Had Amazon’s meteoric growth been accompanied by growing profits (or less steep losses); and if Amazon were not such a hodge-podge of different businesses, products, services, all competing in different markets; and if the vast enterprise were not so fragmented organizationally, with its many leaders operating with the single dictum of getting bigger faster (with blatant disregard to making money and establishing pricing many times below costs as a weapon of choice for gaining share) Amazon would not be in the pickle I now predict it is in.

This pickle is exacerbated by competition, the very challenge that drove Bezos’ mantra from “day one” to “get big fast.” The threat of more and more competitors chasing Amazon is getting bigger and bigger. Furthermore, it is not just the giants such as Google, Microsoft, Apple, Samsung, eBay and the thousands of small e-commerce niche players attacking specific pieces of the Amazon pie, it’s also the so-last-century traditional brick-and-mortar retailers like Walmart, Macy’s, Nordstrom, and on and on, all of whom are getting their acts together on the omnichannel strategy. Therefore, the traditionals will most assuredly reclaim some of the chunks of business Amazon stole from them and will likely beat Amazon in the race into many new markets.

In fact, for my take on how Walmart has it sights set on Amazon and views it as a direct competitor, check out my previous article Walmart Can Crush Amazon. 

Speed Kills

I have often invoked the warning that “speed kills” when I look at what Bezos is masterminding. Eventually the speed needed to add on to compounding revenue growth (with disregard to profits and often giving stuff away for market share) leads to short-term tactical decisions that in Amazon’s case may now find itself at an undesirable strategic tipping point at which it will have to step back, come back down to earth, and reboot to a more focused, disciplined and profitably run business. A business that can compete in the real world.

The big questions are: does Jeff Bezos believe it’s time to do so; and if so, is he, as one of the most brilliant entrepreneurs of this century, capable of implementing such an interventionist and completely opposite strategic direction?

Let me underscore what “one of the most brilliant entrepreneurs of this century” really means. As a retailer, Amazon has been the single biggest disruptor in the industry since Sam Walton built his first store.
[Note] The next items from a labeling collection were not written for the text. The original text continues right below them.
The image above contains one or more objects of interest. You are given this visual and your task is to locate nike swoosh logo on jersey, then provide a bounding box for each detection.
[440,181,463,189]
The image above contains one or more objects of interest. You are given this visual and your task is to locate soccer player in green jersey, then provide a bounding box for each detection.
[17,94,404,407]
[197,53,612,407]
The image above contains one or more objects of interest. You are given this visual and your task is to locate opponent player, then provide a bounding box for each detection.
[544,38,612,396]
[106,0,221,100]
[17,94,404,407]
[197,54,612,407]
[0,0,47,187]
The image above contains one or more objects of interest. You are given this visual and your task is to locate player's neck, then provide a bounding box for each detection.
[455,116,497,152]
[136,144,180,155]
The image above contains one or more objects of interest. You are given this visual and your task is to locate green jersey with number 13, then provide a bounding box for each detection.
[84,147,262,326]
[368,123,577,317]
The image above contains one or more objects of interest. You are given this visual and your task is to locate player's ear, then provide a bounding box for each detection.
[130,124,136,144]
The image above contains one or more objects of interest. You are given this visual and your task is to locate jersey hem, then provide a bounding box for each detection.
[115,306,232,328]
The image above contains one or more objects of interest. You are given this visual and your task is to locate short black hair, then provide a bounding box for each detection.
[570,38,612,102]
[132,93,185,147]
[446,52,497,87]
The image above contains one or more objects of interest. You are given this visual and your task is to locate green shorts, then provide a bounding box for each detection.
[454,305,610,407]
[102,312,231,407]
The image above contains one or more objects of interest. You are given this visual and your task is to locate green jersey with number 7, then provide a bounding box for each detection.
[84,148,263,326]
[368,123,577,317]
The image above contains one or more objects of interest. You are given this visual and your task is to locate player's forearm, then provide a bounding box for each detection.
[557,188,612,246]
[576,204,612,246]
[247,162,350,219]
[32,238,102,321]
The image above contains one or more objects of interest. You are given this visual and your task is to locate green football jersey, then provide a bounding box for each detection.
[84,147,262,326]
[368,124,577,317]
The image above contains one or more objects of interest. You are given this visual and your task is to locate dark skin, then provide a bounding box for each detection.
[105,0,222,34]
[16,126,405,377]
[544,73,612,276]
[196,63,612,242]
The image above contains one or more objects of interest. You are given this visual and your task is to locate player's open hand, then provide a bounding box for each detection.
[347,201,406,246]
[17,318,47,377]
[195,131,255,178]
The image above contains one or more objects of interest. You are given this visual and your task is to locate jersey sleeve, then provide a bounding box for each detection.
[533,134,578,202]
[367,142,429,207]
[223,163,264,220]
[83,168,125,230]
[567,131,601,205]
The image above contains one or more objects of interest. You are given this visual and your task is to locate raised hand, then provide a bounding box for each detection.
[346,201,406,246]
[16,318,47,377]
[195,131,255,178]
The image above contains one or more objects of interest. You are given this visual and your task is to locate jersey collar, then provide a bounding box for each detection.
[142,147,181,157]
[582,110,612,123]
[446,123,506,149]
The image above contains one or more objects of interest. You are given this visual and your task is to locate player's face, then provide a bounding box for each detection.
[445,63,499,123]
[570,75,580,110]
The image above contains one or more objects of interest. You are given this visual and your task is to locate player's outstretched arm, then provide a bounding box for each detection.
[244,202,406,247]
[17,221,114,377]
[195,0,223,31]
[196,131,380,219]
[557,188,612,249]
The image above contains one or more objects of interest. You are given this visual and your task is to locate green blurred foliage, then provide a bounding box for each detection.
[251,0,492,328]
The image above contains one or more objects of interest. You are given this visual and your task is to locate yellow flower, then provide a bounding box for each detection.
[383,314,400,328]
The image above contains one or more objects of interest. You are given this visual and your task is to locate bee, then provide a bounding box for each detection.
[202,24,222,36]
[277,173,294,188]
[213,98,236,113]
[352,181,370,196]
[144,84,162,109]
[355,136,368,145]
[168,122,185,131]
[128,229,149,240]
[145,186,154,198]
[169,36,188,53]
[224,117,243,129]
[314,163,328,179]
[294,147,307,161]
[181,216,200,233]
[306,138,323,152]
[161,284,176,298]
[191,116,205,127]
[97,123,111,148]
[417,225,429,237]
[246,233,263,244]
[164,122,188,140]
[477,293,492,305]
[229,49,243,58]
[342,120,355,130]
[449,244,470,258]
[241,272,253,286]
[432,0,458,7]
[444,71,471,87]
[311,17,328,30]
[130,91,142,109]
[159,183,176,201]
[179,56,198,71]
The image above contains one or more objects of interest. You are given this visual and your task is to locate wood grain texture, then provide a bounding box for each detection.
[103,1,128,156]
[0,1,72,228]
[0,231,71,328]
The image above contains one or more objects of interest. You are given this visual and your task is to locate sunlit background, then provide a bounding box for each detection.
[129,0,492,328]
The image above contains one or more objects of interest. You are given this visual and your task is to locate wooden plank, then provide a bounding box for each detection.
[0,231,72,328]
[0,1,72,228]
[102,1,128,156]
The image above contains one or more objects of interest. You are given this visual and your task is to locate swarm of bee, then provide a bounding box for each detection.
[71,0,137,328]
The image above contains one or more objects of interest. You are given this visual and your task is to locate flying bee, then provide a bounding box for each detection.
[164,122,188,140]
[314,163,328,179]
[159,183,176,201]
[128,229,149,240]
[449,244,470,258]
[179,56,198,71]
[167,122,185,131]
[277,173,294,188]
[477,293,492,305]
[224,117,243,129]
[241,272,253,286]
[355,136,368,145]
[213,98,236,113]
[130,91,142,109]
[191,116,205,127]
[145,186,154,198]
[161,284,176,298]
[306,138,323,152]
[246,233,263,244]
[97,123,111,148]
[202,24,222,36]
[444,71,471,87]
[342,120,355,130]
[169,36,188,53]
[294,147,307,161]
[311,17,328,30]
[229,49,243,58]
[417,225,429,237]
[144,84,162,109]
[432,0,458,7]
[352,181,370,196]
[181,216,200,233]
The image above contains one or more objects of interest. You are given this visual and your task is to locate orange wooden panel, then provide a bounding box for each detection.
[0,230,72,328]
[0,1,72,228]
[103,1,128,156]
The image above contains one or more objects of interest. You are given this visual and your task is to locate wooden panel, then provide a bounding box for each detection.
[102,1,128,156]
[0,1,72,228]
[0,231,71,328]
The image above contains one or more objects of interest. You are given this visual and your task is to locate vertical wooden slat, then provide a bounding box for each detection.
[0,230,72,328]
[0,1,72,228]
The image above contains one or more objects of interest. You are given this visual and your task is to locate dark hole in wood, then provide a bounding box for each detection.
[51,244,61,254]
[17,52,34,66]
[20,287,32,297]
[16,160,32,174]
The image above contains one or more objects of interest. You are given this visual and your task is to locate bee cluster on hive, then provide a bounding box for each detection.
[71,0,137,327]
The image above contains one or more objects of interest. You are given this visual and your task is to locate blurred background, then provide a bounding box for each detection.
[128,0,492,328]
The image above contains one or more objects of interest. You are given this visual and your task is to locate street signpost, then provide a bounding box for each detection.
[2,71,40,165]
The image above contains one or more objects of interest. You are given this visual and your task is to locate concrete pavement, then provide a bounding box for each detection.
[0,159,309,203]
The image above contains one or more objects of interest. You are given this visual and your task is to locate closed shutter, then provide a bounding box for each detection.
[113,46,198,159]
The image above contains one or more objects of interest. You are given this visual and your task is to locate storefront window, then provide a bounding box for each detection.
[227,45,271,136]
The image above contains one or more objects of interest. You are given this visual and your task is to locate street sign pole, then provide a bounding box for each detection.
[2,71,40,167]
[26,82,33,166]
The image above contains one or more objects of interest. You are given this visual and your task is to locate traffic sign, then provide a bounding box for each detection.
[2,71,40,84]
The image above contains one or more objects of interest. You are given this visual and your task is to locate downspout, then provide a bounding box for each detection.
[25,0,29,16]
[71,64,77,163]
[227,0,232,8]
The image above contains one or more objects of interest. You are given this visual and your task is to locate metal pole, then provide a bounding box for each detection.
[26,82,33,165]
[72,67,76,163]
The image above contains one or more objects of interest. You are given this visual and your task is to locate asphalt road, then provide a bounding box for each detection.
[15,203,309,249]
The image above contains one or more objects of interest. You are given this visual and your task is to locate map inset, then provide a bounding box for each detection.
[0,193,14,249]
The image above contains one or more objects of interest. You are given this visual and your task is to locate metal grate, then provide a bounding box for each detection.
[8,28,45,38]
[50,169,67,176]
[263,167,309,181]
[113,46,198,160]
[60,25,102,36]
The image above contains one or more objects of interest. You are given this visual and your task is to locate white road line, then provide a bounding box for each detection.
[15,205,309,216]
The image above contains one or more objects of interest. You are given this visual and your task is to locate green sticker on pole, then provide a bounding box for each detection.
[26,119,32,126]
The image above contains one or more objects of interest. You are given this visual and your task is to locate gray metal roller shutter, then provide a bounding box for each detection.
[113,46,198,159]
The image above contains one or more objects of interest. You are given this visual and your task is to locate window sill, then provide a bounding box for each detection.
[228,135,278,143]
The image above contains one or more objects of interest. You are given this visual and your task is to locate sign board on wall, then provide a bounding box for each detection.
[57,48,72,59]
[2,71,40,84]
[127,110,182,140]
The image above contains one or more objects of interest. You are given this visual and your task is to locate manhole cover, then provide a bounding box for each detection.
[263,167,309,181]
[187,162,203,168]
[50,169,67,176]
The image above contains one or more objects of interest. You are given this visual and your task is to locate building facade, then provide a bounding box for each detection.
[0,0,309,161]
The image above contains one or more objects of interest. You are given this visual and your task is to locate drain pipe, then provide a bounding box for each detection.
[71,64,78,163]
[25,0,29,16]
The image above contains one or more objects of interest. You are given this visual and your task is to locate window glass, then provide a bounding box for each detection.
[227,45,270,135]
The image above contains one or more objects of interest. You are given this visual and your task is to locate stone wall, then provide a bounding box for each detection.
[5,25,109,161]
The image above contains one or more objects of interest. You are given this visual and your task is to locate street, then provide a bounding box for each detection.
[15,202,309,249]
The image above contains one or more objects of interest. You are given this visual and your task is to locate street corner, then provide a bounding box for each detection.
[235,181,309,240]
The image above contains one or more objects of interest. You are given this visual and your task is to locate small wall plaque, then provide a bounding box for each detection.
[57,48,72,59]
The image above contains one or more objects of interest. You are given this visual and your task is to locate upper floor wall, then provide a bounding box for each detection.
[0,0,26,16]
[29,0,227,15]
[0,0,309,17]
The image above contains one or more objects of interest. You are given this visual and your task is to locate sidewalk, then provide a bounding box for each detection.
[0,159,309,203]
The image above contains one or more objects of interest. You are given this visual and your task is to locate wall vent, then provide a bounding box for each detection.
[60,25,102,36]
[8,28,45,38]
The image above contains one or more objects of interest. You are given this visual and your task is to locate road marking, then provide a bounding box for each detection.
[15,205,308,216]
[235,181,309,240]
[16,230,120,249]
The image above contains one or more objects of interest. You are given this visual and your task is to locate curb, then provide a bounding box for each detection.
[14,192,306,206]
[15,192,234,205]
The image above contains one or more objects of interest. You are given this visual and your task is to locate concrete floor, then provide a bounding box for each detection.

Bezos has singlehandedly changed consumer behavior by making consumers comfortable with e-commerce, and as a result, the way every brand now does business. He changed the world, which is exactly what he set out to do. While doing all this, he raised the bar for competitors and increased consumer price sensitivity, which has gradually made the environment even more difficult for Amazon as well.

Finally, the other, and perhaps most decisive question at the end of the day (or the rainbow so to speak) resides in the actions of Wall Street. If the Street decides that Bezos is no longer the magical Leprechaun who is able to deliver a future pot of gold, and the stock continues to tank, Bezos may have no choice other than to “get profitable fast.”

Will Bezos have the last laugh? Mischievous Leprechauns usually do.